£61 – £85
The Korean Fir is fast becoming a firm favourite of visitors to our farms with its neat conical shape, dark green colouring and strong needle retention. We’re making a handful available online this year, so get in quick! If you’ve had a Nordman Fir in the past, you’ll see some similarities – the main difference being that the Korean Fir is a bit more compact and has a lovely scent. Read more.

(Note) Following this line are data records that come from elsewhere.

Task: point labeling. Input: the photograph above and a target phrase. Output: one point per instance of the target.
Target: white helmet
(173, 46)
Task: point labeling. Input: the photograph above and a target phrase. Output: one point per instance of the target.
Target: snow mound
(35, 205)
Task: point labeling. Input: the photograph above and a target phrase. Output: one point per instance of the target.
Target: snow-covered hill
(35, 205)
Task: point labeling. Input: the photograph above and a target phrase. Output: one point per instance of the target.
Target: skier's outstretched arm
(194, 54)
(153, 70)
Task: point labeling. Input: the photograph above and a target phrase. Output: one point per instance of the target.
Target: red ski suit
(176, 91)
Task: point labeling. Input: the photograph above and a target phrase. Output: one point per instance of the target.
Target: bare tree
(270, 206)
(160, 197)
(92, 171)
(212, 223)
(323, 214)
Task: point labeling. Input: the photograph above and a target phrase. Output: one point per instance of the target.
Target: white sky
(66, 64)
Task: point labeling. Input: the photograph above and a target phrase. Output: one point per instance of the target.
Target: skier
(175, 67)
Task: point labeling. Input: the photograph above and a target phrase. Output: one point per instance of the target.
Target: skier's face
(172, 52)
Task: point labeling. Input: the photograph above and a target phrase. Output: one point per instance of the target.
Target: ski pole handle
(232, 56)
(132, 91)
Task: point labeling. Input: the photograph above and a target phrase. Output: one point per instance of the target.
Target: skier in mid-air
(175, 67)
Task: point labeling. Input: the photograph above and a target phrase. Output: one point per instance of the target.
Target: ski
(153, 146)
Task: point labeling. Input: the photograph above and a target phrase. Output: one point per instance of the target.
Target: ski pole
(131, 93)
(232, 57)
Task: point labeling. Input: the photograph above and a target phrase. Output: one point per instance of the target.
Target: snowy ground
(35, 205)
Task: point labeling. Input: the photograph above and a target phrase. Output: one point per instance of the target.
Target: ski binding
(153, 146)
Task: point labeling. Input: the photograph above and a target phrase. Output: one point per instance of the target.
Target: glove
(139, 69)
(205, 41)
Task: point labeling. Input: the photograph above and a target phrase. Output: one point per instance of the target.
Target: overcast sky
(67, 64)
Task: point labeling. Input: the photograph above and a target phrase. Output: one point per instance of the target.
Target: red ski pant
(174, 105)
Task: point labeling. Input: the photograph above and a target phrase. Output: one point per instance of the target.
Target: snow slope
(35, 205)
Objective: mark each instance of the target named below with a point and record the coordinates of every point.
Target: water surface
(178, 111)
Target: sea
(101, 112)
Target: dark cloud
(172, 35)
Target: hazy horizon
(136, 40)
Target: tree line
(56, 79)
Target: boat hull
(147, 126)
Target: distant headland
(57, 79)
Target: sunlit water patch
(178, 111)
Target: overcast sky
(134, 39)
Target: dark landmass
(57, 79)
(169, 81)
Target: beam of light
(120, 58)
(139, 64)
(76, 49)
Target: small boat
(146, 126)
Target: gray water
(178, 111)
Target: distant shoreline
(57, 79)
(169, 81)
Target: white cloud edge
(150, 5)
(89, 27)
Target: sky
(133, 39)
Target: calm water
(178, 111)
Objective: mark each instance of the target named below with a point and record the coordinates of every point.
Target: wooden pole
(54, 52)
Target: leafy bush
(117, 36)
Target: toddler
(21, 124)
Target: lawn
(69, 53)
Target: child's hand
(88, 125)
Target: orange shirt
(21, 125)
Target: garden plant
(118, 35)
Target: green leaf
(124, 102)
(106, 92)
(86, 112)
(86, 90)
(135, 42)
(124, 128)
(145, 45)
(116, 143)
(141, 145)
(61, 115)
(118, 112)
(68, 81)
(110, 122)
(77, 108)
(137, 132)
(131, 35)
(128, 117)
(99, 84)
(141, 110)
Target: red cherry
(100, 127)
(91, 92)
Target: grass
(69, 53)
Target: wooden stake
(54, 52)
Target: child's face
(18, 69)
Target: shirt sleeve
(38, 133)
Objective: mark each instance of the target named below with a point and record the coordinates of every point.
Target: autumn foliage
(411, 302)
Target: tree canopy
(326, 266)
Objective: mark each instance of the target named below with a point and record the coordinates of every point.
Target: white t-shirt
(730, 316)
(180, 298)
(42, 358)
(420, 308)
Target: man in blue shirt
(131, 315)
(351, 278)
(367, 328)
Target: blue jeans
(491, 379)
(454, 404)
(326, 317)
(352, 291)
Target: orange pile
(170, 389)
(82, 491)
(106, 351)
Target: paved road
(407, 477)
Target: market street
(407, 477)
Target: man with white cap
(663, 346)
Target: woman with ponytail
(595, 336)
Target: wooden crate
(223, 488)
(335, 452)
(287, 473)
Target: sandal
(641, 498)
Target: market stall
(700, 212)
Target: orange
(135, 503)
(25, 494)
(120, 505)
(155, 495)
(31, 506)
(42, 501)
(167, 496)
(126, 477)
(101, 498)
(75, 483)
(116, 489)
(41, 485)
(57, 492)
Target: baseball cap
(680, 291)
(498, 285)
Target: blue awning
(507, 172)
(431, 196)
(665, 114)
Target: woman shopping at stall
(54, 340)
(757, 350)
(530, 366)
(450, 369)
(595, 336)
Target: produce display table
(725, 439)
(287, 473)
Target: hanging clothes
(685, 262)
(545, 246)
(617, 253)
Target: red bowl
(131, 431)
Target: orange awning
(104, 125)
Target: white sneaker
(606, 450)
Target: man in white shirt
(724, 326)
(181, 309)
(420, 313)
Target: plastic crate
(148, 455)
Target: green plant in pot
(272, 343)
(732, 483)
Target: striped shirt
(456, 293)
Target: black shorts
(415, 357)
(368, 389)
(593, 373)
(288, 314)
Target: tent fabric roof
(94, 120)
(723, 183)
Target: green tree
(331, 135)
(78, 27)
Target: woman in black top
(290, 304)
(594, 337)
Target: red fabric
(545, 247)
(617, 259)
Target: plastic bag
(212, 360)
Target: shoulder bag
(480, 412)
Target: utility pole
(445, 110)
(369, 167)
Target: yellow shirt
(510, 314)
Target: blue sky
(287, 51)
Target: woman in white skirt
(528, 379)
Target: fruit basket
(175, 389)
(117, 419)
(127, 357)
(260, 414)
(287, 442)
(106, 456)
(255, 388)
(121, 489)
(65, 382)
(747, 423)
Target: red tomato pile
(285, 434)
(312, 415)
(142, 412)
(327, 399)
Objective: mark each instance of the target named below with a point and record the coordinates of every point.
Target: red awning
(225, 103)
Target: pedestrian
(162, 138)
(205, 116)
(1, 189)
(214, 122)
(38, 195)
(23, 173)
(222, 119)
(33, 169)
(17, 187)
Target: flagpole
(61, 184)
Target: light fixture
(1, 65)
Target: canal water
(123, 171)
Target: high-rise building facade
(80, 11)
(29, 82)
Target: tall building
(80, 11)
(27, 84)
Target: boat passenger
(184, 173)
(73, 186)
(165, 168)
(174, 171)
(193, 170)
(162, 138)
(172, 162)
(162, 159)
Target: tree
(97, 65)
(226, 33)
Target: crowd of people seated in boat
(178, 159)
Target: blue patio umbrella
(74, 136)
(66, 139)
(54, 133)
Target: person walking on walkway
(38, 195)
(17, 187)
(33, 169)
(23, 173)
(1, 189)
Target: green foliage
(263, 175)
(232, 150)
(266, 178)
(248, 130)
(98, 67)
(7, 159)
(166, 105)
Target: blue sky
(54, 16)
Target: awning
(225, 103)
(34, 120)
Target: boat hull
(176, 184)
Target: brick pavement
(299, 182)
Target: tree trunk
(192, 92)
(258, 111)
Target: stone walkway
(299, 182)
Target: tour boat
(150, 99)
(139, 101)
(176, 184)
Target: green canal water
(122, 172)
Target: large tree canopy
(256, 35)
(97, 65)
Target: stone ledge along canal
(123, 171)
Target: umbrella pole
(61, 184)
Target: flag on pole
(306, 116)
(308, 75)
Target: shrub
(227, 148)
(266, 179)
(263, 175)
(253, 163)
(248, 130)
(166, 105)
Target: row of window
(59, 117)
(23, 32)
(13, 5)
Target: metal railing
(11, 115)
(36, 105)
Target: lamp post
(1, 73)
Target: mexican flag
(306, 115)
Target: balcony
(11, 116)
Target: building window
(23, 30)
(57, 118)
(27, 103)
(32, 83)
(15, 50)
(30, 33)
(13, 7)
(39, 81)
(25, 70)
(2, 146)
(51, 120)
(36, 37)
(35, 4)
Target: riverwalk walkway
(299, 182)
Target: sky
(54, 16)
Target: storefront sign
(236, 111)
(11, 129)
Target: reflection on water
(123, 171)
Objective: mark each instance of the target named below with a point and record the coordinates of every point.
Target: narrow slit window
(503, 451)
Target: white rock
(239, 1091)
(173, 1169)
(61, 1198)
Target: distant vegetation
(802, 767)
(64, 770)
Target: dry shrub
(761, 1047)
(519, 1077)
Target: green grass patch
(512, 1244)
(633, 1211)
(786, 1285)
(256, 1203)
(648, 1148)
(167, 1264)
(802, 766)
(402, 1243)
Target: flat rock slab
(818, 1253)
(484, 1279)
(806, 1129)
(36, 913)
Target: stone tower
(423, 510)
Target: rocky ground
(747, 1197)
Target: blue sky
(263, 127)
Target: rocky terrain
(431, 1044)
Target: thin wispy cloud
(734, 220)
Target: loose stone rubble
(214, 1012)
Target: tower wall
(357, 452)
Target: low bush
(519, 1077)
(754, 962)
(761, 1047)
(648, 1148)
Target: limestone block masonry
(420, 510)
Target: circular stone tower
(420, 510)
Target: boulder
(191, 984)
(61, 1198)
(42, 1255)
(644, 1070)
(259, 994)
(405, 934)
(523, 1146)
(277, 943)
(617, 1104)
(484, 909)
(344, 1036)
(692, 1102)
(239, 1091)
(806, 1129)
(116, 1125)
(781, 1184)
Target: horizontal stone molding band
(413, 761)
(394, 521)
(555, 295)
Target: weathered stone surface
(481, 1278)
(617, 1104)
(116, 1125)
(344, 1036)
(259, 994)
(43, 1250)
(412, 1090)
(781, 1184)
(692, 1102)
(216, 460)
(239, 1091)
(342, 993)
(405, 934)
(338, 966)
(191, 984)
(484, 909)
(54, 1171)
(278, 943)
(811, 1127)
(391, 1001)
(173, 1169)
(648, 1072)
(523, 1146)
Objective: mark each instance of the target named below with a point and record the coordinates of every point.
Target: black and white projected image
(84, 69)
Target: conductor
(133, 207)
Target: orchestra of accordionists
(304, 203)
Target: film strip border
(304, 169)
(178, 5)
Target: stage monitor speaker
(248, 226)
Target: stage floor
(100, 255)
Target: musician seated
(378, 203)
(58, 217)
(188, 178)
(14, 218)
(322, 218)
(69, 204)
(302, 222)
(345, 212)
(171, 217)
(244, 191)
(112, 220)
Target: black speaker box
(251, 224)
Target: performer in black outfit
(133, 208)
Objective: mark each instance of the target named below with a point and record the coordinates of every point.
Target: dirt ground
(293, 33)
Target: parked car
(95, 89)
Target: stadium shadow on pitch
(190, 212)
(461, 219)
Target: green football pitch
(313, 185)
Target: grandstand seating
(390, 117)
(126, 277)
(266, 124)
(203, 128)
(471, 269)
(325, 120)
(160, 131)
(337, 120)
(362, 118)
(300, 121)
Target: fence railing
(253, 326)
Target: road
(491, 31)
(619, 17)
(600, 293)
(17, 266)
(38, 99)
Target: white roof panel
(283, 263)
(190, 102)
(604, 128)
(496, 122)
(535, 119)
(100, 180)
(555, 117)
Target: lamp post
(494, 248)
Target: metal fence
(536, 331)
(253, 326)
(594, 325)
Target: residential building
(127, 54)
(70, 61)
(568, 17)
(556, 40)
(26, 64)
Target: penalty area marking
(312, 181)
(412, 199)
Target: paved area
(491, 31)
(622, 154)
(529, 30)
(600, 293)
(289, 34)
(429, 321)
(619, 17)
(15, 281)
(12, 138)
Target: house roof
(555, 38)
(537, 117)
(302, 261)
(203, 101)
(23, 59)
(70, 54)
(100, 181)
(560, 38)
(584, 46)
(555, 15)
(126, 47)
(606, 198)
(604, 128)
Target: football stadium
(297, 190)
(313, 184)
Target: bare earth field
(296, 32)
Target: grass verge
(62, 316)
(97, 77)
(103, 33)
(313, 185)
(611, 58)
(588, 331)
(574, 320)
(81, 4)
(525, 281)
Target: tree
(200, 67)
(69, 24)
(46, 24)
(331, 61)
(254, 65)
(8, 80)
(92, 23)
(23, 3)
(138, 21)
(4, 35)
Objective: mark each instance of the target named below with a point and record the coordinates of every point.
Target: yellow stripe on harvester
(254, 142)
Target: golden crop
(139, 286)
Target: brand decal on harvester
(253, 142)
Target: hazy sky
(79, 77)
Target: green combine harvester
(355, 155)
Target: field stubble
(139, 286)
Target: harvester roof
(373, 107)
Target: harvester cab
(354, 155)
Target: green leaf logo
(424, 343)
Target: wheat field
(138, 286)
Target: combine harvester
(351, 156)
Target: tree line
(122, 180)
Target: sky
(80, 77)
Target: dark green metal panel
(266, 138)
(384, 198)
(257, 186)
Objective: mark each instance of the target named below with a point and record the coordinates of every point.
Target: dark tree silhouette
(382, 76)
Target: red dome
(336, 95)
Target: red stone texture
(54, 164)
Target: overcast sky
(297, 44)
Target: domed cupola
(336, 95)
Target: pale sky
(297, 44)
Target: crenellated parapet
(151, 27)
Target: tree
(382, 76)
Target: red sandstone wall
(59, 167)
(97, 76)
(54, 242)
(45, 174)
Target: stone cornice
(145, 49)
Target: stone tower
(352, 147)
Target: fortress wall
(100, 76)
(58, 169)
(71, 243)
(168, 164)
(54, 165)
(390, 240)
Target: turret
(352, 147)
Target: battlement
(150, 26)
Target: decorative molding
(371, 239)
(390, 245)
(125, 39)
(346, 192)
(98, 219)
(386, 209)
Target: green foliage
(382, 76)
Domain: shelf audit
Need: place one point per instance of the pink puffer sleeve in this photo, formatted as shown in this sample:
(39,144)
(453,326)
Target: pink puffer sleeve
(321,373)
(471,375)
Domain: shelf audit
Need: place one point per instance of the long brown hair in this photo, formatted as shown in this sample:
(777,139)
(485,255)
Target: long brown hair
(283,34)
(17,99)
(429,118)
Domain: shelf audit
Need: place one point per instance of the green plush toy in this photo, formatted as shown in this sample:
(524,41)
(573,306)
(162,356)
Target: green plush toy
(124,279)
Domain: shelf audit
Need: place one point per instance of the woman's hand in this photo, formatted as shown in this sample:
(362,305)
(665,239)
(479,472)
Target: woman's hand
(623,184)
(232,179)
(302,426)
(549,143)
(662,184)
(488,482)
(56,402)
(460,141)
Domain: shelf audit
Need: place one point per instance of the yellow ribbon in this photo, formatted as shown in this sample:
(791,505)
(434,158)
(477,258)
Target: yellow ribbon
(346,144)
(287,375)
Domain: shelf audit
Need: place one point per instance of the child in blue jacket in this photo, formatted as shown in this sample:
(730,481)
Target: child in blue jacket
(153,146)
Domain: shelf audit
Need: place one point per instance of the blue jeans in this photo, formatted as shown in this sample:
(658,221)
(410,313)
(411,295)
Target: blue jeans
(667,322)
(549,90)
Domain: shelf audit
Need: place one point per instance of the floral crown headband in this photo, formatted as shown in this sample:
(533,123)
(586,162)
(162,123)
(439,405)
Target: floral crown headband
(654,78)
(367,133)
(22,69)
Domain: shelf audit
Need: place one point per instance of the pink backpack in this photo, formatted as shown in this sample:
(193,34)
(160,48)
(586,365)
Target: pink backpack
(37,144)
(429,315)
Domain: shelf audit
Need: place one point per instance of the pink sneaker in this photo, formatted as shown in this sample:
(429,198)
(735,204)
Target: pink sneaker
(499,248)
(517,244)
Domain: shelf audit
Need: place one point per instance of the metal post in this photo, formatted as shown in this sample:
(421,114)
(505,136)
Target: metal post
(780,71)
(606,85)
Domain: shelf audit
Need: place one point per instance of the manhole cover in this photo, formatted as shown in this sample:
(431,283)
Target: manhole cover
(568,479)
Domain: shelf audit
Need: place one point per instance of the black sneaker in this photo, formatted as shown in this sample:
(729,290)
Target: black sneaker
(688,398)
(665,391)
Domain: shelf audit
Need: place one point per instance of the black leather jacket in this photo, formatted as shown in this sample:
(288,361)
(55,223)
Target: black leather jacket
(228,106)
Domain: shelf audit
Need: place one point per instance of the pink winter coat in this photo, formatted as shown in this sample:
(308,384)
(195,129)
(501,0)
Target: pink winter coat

The Korean Fir (Latin: Abies Koreana) is a popular ornamental tree, but has only fairly recently started being cultivated for use as a Christmas tree (at least in the UK). It’s native to (you won’t believe it…) the Korean Peninsula – particularly the mountainous areas of South Korea. It likes a lot of rain and humidity, but not too much heat, so mountain forests are where you’ll find it growing in the wild.
The Korean Fir won’t grow as big as some of our other varieties, topping out at about 15m (and that would take a good 40 years or so). The slower growth means you get a more compact Christmas tree that’s still full in shape. It also holds a good degree of symmetry as it grows, making for a very pretty little tree.
The needles – which mature to a rich green on the upper side – are flat and rounded, similar to the Nordman but a little shorter. They’re also nice and soft, so prickled fingers for the little ones. The needle retention is pretty much as good as it gets.
The headline characteristic of the Korean though has got to be the scent – its big advantage over the Nordman. The aroma is fresh and leafy – think an early morning walk through a misty forest.
If you want a compact, symmetrical low-drop tree that has a lovely scent, look no further. The Korean is pleasing on the eye, pleasing on the nostrils and pleasing to whoever it is that does the hoovering.
If you like the Nordman but you’re a bit tighter for space, give the Korean a try. You’ll get the bonus of a lovely scent too!
Companies and growers measure Christmas trees in lots of ways, so on our website we’ve tried to keep it relatively simple: our measurements in feet are a minimum height to the top of the tree. So, if you order a 6ft tree it will be at least 6ft from the base of the trunk to the tippy top – typically, it will be a bit taller. Don’t forget to account for this potential extra height – sometimes up to 1.5ft for taller trees.
The long bit on the top of the tree (where you put your star or fairy) is called the ‘leader’. This can be quite long on some trees and much shorter on others – just natural variance – so growers account for this when measuring by taking a height to halfway up the leader (halfway between the top set of branches and the top of the tree). Just to confuse things a bit further, the industry standard is centimetre ranges. Here’s a handy conversion:
Tree ordered - Height to halfway up leader:
4ft tree - 125-150cm
5ft tree - 150-175cm
6ft tree - 175-200cm
7ft tree - 200-225cm
8ft tree - 225-250cm
9ft tree - 250-300cm
With natural products it’s not a perfect science, so these ranges act as a guide and your tree may be a little outside of the ranges in either direction.
If you’re putting your tree in any sort of stand, that will add some height to the tree, so don’t forget to factor it in to the overall measurement! If you need a stand, we sell them here.
Bear in mind that the taller your tree, the wider it will be at the base. Nordman Firs and Norway Spruces in particular get quite big and bushy as they get taller, so make sure you’ve got space!